Como casi todos los monumentos más emblemáticos de este país milenario, el monasterio de Rila es, como el país, de ayer mismo: de finales del XIX, de principios del XX.  Algo de tibetano y de fantástico, de neogótico cuento de hadas, tiene el patio, que podría servir de escenario a algún episodio de Harry Potter o de El señor de los anillos. En su centro está la iglesia de la Asunción, tan decorada por dentro y por fuera que resulta, sin duda, el más monumental libro ilustrado que haya existido nunca. Arca del tesoro, enciclopedia de todas las cosas, a partir de ella podría reconstruirse toda una manera ingenua y bizantina de ver el mundo. ¿Cuántas arcaicas pinturas de brillantes colores llenan sus techos, sus paredes interiores y exteriores, el churrigueresco iconostasio? Cientos y cientos, quizá miles. Uno no se cansa de admirar tantos diablos y diablillos, arcángeles, vírgenes, monjes, fantasmagóricas escenas cotidianas.

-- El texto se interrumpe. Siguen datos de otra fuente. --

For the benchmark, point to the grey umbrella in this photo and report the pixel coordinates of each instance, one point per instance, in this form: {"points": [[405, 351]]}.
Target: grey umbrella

Sé que todo es falso, pintado y repintado ayer mismo, copiado, reconstruido, envejecido, rejuvenecido. “Toda historia es ficción, / sólo como ficción la historia existe”, escribió un escéptico poeta.

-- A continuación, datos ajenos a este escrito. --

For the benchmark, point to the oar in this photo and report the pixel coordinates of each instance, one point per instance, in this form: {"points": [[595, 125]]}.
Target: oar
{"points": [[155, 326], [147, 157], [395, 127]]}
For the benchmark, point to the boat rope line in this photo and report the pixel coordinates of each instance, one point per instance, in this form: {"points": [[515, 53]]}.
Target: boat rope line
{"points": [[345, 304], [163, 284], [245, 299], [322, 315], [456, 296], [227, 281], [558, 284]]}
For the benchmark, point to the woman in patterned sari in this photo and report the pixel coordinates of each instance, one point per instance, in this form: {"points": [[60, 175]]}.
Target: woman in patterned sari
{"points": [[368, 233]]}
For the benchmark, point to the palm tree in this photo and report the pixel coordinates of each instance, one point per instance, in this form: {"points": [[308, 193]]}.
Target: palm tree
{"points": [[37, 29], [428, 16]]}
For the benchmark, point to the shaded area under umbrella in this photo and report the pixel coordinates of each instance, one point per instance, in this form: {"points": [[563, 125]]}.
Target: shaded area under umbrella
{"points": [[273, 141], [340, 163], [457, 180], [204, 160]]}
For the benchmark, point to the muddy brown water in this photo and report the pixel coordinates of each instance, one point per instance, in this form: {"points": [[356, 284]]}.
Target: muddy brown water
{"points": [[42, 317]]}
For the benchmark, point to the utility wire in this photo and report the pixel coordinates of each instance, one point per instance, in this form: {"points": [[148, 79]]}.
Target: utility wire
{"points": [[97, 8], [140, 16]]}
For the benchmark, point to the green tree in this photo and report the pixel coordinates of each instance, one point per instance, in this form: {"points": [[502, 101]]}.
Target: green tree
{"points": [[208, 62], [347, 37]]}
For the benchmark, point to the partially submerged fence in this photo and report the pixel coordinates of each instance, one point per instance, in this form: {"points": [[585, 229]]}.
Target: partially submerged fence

Sé también que todo es verdadero, como el hermoso cerco de montañas que se asoma sobre los muros, como el arroyo que acaricia torrencial las paredes del monasterio. Su estruendo vale por la mejor música. Iván Rilski no vio estos muros que levantaron la piedad y el patriotismo y ahora profana la curiosidad turística, pero se admiró de estas cumbres, todavía con nieve, se dejó acompañar, como yo, por el fragor cristalino de estas aguas.

Algo me dicen, que no entiendo. O sí. De otro mundo llego a Rila, que mucho tiene de bizantina Covadonga, y de pronto, junto al torrente, estoy en el centro del mundo. Caen los imperios, a tierra vienen las más firmes torres, quedan en pie los sueños de los hombres. Y los ríos que van a dar a la mar. “Iván Rilski, cuando se apartó de la corte, no sabía que llevaba con él las semillas del futuro”, leo en la guía. Toda historia es ficción, toda patria se hace con sangre y con patrañas. Y por eso cierro los ojos, me desentiendo de la solemnidad de estos muros, y escucho al impetuoso arroyo adolescente recitar a Garcilaso: “Corrientes aguas, puras, cristalinas, / árboles que os estáis mirando en ellas”. O a Quevedo: “Lo fugitivo permanece y dura”.